Das 1x1 der Mangelsymptome

Pflanzennährstoffe  ›   Fachinformationen  ›   Mangelsymptome  ›  

Kaliummangel (K)

Ausgehend von den älteren Blättern kommt es bei Kaliummangel bei Gemüse zunächst zu chlorotischen und später nekrotischen Gewebeverfärbungen der Blattspitzen und Blattränder. Im fortgeschrittenen Stadium treten Chlorosen und später Nekrosen auch zwischen den Blattadern auf, wobei die Hauptadern noch lange Zeit grün bleiben. Bedingt durch den Mangel an Kalium sind die Pflanzen empfindlicher gegenüber Trockenheit, Frost sowie Pflanzenpathogenen. Darüber hinaus kommt es zur Verschlechterung der Transport-, Lager- und Verarbeitungseigenschaften fast aller wichtigen Gemüsekulturen.

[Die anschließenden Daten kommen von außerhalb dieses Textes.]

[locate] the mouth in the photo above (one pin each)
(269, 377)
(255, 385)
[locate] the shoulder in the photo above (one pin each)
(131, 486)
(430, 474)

Kaliummangel kann bei Gurke und Tomate zudem zu einer Reduktion des Längenwachstums sowie zu einer reduzierten Seitentriebbildung führen. Kaliummangel an Tomaten zeigt sich durch ungleichmäßige Verfärbung der Früchte, wobei sich in der Nähe des Stängels grün-bräunliche bis braun-gelbliche Flecken bilden können. Möhren fallen durch eine blasse Ausfärbung der Rübe auf. Die Melonenpflanze unter Kaliummangel ist empfindlicher gegenüber Pilz- und Bakterienkrankheiten, reift langsamer und die Frucht hat weniger Geschmack. Bei Erbsen- und Bohnenpflanzen kommt es neben den chlorotischen bzw. nekrotischen Flecken zum Einrollen der Blätter sowie zu verkürzten Internodien bei der Bohne. Die Stickstofffixierung von Leguminosen kann durch Kaliummangel gestört werden, so dass sich ggf. auch Stickstoffmangelsymptome zeigen können.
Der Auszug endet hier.